Las diferentes crisis económicas y sociales que hemos padecido por años, tienen aquí y sólo aquí la razón principalísima. Desocupación y pobreza, atraso tecnológico y vulnerabilidad sanitaria, son algunas de las luces de alarma que comienzan a encenderse cuando el capital no consigue niveles suficientes de rentabilidad que promuevan la inversión, esa instancia vital para su supervivencia.

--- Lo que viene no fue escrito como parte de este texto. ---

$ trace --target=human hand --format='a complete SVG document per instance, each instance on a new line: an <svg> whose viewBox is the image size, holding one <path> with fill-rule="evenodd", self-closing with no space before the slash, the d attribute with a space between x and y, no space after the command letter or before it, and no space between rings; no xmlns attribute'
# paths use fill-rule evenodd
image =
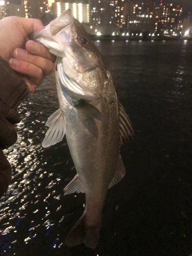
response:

Lo expuesto marca con alguna claridad los límites y responsabilidades de una forma de organización social. Las epidemias no se explican por un acontecimiento natural excepcional, congruente con nuestra condición biológica. Ese puede ser el comienzo de un brote localizado en una determinada área. Pandemia es otra cosa.

Es la multiplicación infinita de casos, llevada al paroxismo por la complicidad de un sistema que carece de mecanismos de defensa, puesto que sus premisas e intereses básicos no son otros que su propia reproducción, y esta sólo se realiza en una acumulación incesante.

No se satisfacen necesidades, se hacen negocios. No se cuida la salud, en el mejor de los casos se preserva la fuerza de trabajo. La producción de bienes e insumos no está regida por el bienestar de la población, sino por las “necesidades” creadas artificiosamente en aras de un consumo sobredimensionado y adictivo.

Morirán los que tengan que morir, parece ser la única consigna posible en consonancia con la lógica sistémica. No hay ayuda estatal que alcance pues el Estado capitalista es finalmente un socio calificado y el reaseguro final de esta lógica.

Finalmente hay que ir a trabajar, producir, vender y comprar.
Aunque eso signifique la enfermedad y la muerte.